More extensions to package set support
After writing my previous post about set operators I've added a few more things related to package sets to portage. First, operators can now also be used inside sets.conf files using the extend, remove and intersect options, each taking a whitespace separated list of set names (without the @ prefix), working analog to the operators in set expressions described in the previous post. The main difference is that the evaluation order is fixed now (unions come first, differences second and intersections last) while in expressions it's left-to-right.
The second new feature is that package sets can now be (re)defined on the emerge command line. This is done using the following syntax:
emerge '@setname{key1=value1,key2=value2}'
where setname can either be an existing package set, or a new one to define a set without having to modify any files. Note the quotes that are necessary to ensure that emerge gets the argument as-is without interference from the shell. The nice thing is this syntax also works inside set expressions. The not-so-nice thing is that for now there are a few restrictions about the values you can use, as there is no quoting mechanism implemented yet (this is planned however). So using any of the following characters or whitespace inside the braces will lead to undefined behavior: { } @ = ,
Another restriction is that you may not redefine package sets that are created by a multiset section in sets.conf (as those use different options that only make sense when defining multiple sets at once).
Note that for redefining existing package sets you only have to pass those options that should be different from the sets.conf definition.
And last but not least, to make the above features a bit easier to use there is also a new DummyPackageSet class that can be used to build a package set only by using operators, and/or to include a few packages without having to edit an external file. So it's even easier than before to define a new set @world-without-system, using
[world-without-system]
class=portage.sets.base.DummyPackageSet
extend=world
remove=system
Package set operators
Ok, just a quick notice that portage 2.2_rc10 (or 2.2 final if there isn't another RC) will not only support package sets as defined in sets.conf, but also expressions to generate unions, intersections and differences of multiple package sets. This for example allow you to temporarily exclude @system from @world (assuming you have @system in your world_sets file) by running emerge @world-@system.
Other operators are / for intersections (select only atoms included in both sets) and + for unions.
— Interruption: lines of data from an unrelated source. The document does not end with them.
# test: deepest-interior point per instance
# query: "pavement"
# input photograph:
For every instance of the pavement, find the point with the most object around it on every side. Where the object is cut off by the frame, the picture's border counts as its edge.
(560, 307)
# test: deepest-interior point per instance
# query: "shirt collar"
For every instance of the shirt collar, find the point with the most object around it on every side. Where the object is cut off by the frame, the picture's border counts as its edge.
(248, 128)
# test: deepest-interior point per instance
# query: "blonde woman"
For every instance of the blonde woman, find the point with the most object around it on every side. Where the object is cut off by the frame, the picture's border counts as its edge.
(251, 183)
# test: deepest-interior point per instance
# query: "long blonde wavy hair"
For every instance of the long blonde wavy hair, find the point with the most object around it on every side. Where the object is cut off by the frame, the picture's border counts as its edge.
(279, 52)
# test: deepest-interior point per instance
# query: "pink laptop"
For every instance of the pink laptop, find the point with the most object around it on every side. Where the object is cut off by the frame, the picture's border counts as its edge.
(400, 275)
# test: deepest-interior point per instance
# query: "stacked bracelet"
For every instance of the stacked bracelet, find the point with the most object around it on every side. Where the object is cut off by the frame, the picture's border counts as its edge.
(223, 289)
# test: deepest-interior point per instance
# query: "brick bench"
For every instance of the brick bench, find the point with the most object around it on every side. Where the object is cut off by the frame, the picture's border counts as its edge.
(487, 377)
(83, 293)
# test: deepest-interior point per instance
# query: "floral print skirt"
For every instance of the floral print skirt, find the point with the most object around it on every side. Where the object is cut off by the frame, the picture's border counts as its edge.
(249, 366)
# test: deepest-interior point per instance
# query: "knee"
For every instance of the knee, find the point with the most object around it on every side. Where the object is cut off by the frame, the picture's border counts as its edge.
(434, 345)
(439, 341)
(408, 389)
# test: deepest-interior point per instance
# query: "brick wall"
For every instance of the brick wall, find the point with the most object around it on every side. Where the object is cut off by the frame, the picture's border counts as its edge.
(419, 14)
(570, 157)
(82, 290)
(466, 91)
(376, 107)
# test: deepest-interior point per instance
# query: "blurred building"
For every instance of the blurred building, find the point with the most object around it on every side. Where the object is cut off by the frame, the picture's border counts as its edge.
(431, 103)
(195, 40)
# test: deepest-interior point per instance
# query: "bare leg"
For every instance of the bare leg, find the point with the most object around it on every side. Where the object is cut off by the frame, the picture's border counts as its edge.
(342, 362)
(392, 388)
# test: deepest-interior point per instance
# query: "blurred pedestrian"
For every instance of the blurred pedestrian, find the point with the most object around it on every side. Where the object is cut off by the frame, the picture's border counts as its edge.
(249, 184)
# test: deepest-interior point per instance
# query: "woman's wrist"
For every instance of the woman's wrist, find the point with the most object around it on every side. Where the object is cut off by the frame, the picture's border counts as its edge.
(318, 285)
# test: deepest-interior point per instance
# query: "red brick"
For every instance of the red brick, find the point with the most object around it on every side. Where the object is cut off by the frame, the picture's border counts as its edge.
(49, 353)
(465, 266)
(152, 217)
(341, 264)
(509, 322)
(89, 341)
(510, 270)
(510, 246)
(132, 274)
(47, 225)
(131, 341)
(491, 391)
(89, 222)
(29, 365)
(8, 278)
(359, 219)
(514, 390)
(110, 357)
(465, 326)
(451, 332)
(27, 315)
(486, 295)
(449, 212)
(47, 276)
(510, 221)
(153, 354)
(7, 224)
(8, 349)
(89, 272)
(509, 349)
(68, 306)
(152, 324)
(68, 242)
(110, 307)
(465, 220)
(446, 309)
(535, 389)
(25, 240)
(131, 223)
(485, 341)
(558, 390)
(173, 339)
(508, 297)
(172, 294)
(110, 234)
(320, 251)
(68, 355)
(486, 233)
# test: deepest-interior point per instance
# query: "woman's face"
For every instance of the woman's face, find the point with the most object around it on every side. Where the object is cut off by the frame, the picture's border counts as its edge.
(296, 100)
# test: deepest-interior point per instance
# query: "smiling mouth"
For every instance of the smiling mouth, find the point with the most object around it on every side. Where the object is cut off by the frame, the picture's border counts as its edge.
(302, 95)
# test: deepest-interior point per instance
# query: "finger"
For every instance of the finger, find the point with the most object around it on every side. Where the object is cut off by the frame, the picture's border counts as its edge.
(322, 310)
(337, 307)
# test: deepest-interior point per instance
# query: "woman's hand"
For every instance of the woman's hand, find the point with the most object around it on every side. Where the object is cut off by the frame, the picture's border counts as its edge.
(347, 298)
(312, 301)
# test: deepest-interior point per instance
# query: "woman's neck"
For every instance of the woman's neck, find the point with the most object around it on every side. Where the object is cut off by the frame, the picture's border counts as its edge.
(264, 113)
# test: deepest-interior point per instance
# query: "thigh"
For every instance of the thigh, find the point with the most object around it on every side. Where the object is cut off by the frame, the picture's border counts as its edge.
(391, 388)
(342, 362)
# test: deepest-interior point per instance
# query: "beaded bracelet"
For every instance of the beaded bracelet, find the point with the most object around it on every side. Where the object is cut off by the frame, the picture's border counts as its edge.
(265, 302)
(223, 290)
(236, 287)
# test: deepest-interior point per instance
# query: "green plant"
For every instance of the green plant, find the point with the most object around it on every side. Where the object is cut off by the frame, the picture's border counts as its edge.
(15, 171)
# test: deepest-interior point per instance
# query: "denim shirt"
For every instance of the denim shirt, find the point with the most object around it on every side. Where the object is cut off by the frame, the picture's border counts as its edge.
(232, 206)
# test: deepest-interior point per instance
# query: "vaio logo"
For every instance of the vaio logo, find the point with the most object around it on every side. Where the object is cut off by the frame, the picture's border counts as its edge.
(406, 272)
The latter is useful as expressions can contain more than one operator, e.g. emerge @kde+@gnome/@installed to reinstall all kde and gnome packages that are already installed (assuming kde and gnome sets are defined somewhere).
This feature is just a few minutes old, so it will probably be extended or otherwise changed in the future. Current restrictions include
- strict left-to-right evaluation order
- only defined package sets can be used as operands (no package names)
- feature is currently only available on the commandline, not via sets.conf
And while I'm on it, I've also added a new AgeSet class to select installed packages that are older/newer than a given number of days.
Portage-2.2_pre2 is in the tree
As of a few minutes ago a portage-2.2 test release is finally available
for public consumption. This is a test release (somewhere between
alpha and beta I'd say), NOT a release candidate, so expect a few rough
edges and not always up2date/complete documentation.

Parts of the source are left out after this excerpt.